The RFID technology, implemented with processes and systems using RFID transponders, in particular can enable the easy and rapid identification, for example of equipment or a packaging product that is equipped with a radio frequency identifier. However, a disadvantage remains in relation to the configuration and updating of radio frequency identifiers. These configuration and updating operations also require having an active read-write device of the radio frequency identifier. The active read-write device executes operations of reading digital data recorded in the radio frequency identifier and writing or modifying these digital data.
For cost reasons, equipment or products each bearing their specific radio frequency identifier are not generally each equipped with their own radio frequency read-write device, as the cost of the radio frequency read-write device is substantially higher (ten times higher on average) than that of the radio frequency identifier.

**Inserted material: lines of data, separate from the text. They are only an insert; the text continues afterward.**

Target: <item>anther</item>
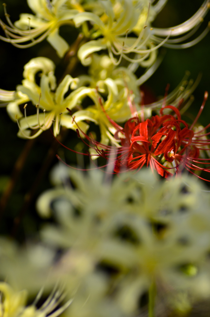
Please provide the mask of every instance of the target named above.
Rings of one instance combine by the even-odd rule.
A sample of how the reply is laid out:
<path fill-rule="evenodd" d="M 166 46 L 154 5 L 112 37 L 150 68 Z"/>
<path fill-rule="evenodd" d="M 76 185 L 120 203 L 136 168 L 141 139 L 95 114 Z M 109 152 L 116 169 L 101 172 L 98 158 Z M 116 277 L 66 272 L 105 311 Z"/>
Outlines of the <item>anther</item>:
<path fill-rule="evenodd" d="M 77 134 L 77 137 L 78 138 L 81 138 L 80 135 L 80 133 L 79 130 L 78 130 L 78 129 L 76 129 L 76 133 Z"/>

Furthermore, even if a single radio frequency read-write device is used to couple with a plurality of radio frequency identifiers, the above-mentioned disadvantage remains, which is that of the configuration and updating of data that require inputting, in the active radio frequency read-write device, the various packets of data recorded in the radio frequency identifier. The data are entered manually into the read-write device, which requires long and demanding manual input operations that are moreover subject to errors. Therefore, it is desirable to avoid this data inputting into the radio frequency read-write device.

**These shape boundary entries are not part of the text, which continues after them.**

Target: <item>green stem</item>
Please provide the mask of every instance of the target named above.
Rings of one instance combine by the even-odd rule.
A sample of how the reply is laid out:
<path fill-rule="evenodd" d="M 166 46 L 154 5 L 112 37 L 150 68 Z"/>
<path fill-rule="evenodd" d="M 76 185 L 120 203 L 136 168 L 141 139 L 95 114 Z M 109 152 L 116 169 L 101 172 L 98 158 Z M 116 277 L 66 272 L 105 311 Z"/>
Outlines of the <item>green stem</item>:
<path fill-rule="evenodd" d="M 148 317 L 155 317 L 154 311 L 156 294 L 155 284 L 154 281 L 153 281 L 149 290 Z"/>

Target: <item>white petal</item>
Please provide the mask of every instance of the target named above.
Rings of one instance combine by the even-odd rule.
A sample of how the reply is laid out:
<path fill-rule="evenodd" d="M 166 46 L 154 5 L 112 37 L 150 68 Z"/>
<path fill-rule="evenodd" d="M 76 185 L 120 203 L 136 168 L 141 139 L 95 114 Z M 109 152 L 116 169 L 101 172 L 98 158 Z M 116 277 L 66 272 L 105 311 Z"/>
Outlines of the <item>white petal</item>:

Radio frequency identifiers of the state of the art have a lifetime of several years and are configured once, to be operational, for example in a system comprising electronic equipment equipped with radio frequency devices. When these radio frequency identifiers have to be updated, for the digital data that they contain, a manual intervention is required using a specific device, which is, for example, a RFID reader. Thus, the RFID reader must be updated to then work together, by a radio link, with the radio frequency identifier and update the latter's data. The above-mentioned disadvantage is that, when a data update of the radio frequency identifier has to be performed, the update data are input manually into the radio frequency read-write device (or RFID reader) and require a number of more or less complex operations, therefore costly, and introducing risks of inputting errors.